In both Russian and Western defense exercises, it is common practice to invent “enemy” regions to avoid offending existing states by naming them directly. But three things make the Zapad 2017 case more serious in this regard than is normally true. First, by playing up ethnic and religious factors relative to political ones, this wargame plan appears to underscore Vladimir Putin’s oft-expressed view that many of the post-Soviet states are not real (i.e., their borders were “artificially” set) and therefore not deserving of the respect that countries normally accord to one another. That attitude lies behind what he has done in Georgia, Ukraine, Moldova and now, quite remarkably, in Belarus—which is supposed to be his closest ally as part of the Russian-Belarusian Union State.
Second, by combining land from various countries—in this case, Poland, Lithuania and Latvia—into one “enemy” state, the Russian and Belarusian defense planners have implicitly suggested that Moscow would be prepared to carve up these states at some future point if it reintegrates them under central Russian control. These western neighbors of Russia have to take that sort of threat seriously; but doing so could lead them to make statements or even take actions that might put them at odds with their Western allies, thus isolating them from the North Atlantic Treaty Organization (NATO), the European Union and the United States.

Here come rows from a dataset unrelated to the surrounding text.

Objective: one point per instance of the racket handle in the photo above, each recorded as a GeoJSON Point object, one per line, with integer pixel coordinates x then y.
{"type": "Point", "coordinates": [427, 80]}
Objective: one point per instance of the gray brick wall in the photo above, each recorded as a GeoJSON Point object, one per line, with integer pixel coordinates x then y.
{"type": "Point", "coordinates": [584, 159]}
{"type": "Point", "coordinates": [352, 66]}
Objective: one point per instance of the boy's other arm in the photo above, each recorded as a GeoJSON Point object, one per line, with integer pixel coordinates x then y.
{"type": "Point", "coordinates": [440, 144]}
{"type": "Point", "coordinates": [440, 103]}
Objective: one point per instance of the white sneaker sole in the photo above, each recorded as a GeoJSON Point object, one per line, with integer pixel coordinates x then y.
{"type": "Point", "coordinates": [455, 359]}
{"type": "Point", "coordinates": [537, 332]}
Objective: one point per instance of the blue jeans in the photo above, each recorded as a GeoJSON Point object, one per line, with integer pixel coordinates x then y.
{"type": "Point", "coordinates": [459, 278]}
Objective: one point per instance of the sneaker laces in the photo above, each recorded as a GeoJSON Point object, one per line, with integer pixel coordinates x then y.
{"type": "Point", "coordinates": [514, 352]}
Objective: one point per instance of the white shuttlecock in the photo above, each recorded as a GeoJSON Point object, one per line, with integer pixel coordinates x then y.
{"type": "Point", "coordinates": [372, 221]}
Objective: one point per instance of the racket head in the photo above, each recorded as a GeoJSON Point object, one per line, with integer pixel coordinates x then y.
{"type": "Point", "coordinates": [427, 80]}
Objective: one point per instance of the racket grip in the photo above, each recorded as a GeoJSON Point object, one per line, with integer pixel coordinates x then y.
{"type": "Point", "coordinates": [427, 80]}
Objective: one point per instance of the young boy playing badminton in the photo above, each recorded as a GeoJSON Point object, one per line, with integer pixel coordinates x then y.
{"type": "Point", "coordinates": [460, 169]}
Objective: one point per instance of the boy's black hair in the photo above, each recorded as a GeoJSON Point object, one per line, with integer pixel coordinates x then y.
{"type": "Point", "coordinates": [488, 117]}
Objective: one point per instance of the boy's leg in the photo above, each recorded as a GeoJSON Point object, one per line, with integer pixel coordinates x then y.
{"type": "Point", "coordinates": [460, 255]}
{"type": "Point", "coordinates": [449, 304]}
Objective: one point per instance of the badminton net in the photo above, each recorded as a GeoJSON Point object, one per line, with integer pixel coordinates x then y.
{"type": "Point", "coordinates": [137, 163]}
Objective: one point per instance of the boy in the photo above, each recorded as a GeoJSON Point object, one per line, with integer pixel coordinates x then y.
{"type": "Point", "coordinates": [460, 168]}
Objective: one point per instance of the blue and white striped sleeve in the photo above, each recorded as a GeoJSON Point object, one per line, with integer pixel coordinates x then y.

Indeed, this is a goal Moscow has long sought.
And third, the Zapad 2017 plan divides Belarus not just territorially but in religious terms, treating the Roman Catholic western portions of the country as distinct from the rest, which is largely Russian Orthodox. At the cost of angering many in Minsk, Moscow has repeatedly sought to play up this division in the past, installing an openly imperialist Moscow Patriarchate churchman as head of the Belarusian segment of the church and pushing an anti-Catholic (and not unimportantly anti-Polish) line in its propaganda. The Zapad exercise map, therefore, could further intensify concerns about Moscow’s intentions with regard to Belarus, a country that in recent years has tried to pursue a more balanced foreign policy between East and West (see EDM, May 15).
For many Belarusians, the most ominous aspect of all this may be seeing a map of their country, presented by officers of their own General Staff, that is carved up into several portions. Such an image takes on even greater negative resonance against the background of recent Russian suggestions about how Moscow would like to carve up and reduce Ukraine to a small landlocked state centered on what is now the western portion of the Republic of Ukraine (Ruskline.ru, July 24; Ekho Moskvy, August 8; Dialog.ua, August 16). Belarusians are certain to reflect upon the possibility—or even likelihood—that some in Moscow now have similar thoughts about their country.
And because that is the case, the above-mentioned ethnic and religious factors are certain to rise to the level of geopolitical ones or even exceed them as Zapad 2017 draws nearer—whether Moscow uses this exercise as the occasion to act on them or not.